State Engineer Adam Sullivan presented Assembly Bill 26 to the Assembly Natural Resources Committee on Feb. 10, proposing updates to Nevada’s dam‑safety statutes (NRS chapter 535) to align state law with industry standards and current practices, and to clarify the division’s inspection and approval authorities.
Sullivan told the committee the division currently regulates 658 dams in Nevada and categorizes them by hazard (high, significant, low). He said the dam‑safety group performs roughly 200 inspections per year, reviews about 15–20 modification or new‑dam applications annually, and aims to ensure emergency action plans exist for all high and significant hazard dams.
Major changes proposed in AB 26: Sullivan described several types of statutory updates in the bill.

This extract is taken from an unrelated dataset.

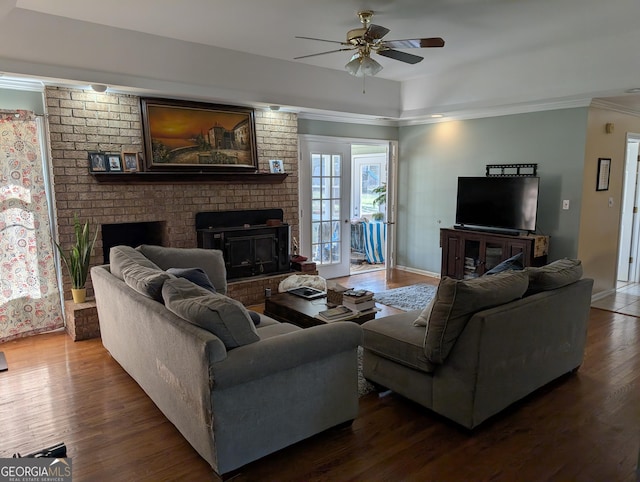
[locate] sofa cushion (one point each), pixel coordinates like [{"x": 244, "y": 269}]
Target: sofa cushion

Among them are (1) clarifying that dams not meeting simple height or capacity thresholds may still be jurisdictional if they create high or significant hazard (for example, small dams in series); (2) allowing digital submittals and removing triplicate plan submission requirements; (3) clarifying land‑access language for inspections and streamlining notice procedures to owners; and (4) adding liability‑protection language for staff performing inspections, emergency response or enforcement actions consistent with existing chapter 41 protections. Sullivan said removing the phrase "authorized agents" from that immunity provision would address concerns raised in committee and is a likely friendly amendment.
Funding and program capacity: Sullivan said dam‑safety work is funded in part by FEMA’s National Dam Safety Program grant and by a dam‑storage fee collected from non‑agricultural reservoirs (the fee currently flows to the state general fund). He said the division is interested in restructuring fee receipts to better support dam safety programs and owner assistance and suggested additional statewide engineering risk assessments could be done with dedicated funding.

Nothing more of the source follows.